Deploying Next.js at Scale

January 10, 2026

Deploying a Next.js application is easy. Deploying it at scale, with reliability and performance? That requires more thought. Here's what I've learned running Next.js in production.

Choosing Your Platform

Vercel

The path of least resistance. Vercel is built by the Next.js team, so you get first-class support for every feature. Edge Functions, ISR, Image Optimization — it all just works.

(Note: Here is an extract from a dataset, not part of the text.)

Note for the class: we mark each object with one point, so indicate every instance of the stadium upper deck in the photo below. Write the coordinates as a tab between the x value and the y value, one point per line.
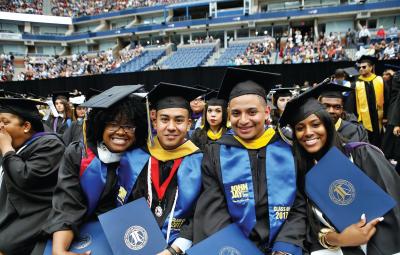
181	23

Best for: Teams that want to ship fast without managing infrastructure.

Self-Hosted with Docker

For teams that need more control or have compliance requirements:

FROM node:22-alpine AS base

FROM base AS deps
WORKDIR /app
COPY package.json package-lock.json ./
RUN npm ci --only=production

FROM base AS builder
WORKDIR /app
COPY --from=deps /app/node_modules ./node_modules
COPY . .
RUN npm run build

FROM base AS runner
WORKDIR /app
ENV NODE_ENV=production
COPY --from=builder /app/.next/standalone ./
COPY --from=builder /app/.next/static ./.next/static
COPY --from=builder /app/public ./public

EXPOSE 3000
CMD ["node", "server.js"]

Kubernetes

For large-scale deployments, Kubernetes gives you auto-scaling, rolling deployments, and self-healing:

apiVersion: apps/v1
kind: Deployment
metadata:
  name: nextjs-app
spec:
  replicas: 3
  strategy:
    type: RollingUpdate
    rollingUpdate:
      maxSurge: 1
      maxUnavailable: 0

Caching Strategy

Static Assets

Set long cache headers for static assets. Next.js already hashes filenames, so you can cache aggressively:

Cache-Control: public, max-age=31536000, immutable

ISR (Incremental Static Regeneration)

ISR lets you update static pages without rebuilding the entire site. Set revalidation periods based on how frequently your content changes:

export const revalidate = 3600; // Revalidate every hour

CDN Configuration

Put a CDN in front of your application. Cloudflare or AWS CloudFront work well. Configure cache rules to cache static pages while bypassing dynamic routes.

Monitoring and Observability

Health Checks

Always implement a health check endpoint:

export async function GET() {
  const dbHealthy = await checkDatabase();
  const status = dbHealthy ? 200 : 503;
  return Response.json({ status: dbHealthy ? 'healthy' : 'unhealthy' }, { status });
}

Error Tracking

Use Sentry or a similar service to catch errors in production. Next.js has excellent Sentry integration.

Performance Monitoring

Track Core Web Vitals in production. Vercel Analytics does this automatically, or you can use the web-vitals library to send metrics to your own analytics service.

Database Connections

In serverless environments, database connections can be tricky. Use connection pooling:

  • PostgreSQL: Use PgBouncer or Neon's built-in pooling
  • MongoDB: Use MongoDB Atlas with connection pooling enabled
  • Prisma: Configure the connection pool size in your schema

Conclusion

Deploying Next.js at scale requires thinking about caching, monitoring, and infrastructure from the start. Whether you choose Vercel or self-host, the key is to have a solid deployment pipeline, proper caching, and comprehensive monitoring.